Terrestrial or lithophytic herb. Roots thick, ca. 3-4 mm in diameter. Pseudobulbs caespitose, ovoid elongate, ca. 9 × 3 cm, bifoliate or trifoliate, surrounded basally by 5 to 6 distichous sheaths, the uppermost foliaceous. Leaves subpetiolate, conduplicate, elliptic to obovate-lanceolate, obtuse apiculate,19-28 × 1.5-2.0 cm. Inflorescence erect, an almost straight to indistinctly flexuous panicle with many widely spaced, indistinctly flexuous 2-10 cm long side-branches, total length 118 cm long [according to the original collector’s notes]. Inflorescence bracts and floral bracts similar, scale-like, appressed, acute, 2-15 mm long. Pedicel with ovary 8-15 mm long. Flowers golden yellow; dorsal sepal unguiculate, obovate, indistinctly canaliculate, apiculate with 5 veins, ca. 8 × 5 mm; lateral sepals fused for ca. 1/3 of their length then spreading, unguiculate, elliptic to indistinctly ovate and slightly oblique, indistinctly canaliculate, apiculate, with 5 veins, ca. 10 × 4 mm; petals shortly unguiculate, obliquely ovate, ca. 7 × 4.5-5.0 mm, with 5 veins; lip rigidly attached to the base of the column, unguiculate, broadly cuneate, pandurate, retuse, ca. 10-11 × 6 mm; callus with a fleshy elevated central ridge emerging at the base of the lip, extending to the constricted part of the lip lamina, consisting of a pair of parallel basal ridges, diverging into spreading rounded angles, with an intermediate pair of blunt and fleshy angles apically, and with a smaller, blunt angle in between, ca. 4 mm long. Column clavate, straight, dorsally ridged, ventrally canaliculated with distinct apical angles below the stigmatic surface, and with a pair of apical more or less rounded wings, ca. 4 mm long; anther cap campanulate with a dorsal ridge, shortly rostrate; pollinarium of two obovoid, cleft/folded pollinia on a ca. 1 mm long ovate and strap-like stipe, longitudinally indistinctly revolute along the edges, on a pulvinate viscidium.
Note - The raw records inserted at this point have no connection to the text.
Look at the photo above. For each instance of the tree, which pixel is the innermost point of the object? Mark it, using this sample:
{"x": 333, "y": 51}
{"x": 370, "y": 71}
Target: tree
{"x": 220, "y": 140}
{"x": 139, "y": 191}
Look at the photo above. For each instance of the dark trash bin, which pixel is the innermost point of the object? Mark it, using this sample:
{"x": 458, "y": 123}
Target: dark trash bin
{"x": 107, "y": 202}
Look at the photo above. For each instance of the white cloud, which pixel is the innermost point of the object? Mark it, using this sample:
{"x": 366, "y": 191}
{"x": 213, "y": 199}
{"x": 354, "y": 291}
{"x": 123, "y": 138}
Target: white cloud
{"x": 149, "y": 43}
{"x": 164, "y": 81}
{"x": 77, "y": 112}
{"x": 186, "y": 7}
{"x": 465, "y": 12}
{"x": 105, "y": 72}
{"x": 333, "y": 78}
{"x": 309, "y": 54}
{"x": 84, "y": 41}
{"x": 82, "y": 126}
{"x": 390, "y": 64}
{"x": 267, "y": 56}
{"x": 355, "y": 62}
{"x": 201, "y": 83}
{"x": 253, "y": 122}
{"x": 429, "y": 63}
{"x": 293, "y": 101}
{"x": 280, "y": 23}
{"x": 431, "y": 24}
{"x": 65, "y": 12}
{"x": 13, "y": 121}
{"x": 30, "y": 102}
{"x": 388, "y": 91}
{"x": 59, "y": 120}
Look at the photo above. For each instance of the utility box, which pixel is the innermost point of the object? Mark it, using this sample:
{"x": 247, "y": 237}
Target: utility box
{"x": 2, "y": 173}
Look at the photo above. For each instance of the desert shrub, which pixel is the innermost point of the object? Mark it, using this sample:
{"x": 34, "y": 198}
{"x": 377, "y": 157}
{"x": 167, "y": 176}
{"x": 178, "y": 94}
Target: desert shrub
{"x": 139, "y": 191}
Paratype: No additional material seen.
Distribution: Cyrtochilum panduratum is only known from the type location, at high elevation rocky slopes in the area surrounding the Llanganuco lakes located in the Huascarán National Park, Department of Ancash, Peru.
Etymology: Named in reference to the pandurate lip lamina.
From a floral morphology aspect Cyrtochilum panduratum does not seem to have any close relatives that it can be confused with. The combination of the distinctly pandurate lip lamina with a front lobe wider than the rounded basal lobes combined, together with the partially fused lateral sepals easily distinguish it from other yellow small-flowered species such as C. longipes Rchb.f. and C. soennemarkii Dalström, which have basal lobes wider than the front lobe. In overall morphological features Cyrtochilum panduratum is superficially similar to the yellow-colored C. cochleatum, C. mystacinum and C. rigidum but differs in not having any kind of apical column wings, versus large, lacerate and downward directed wings for the latter species.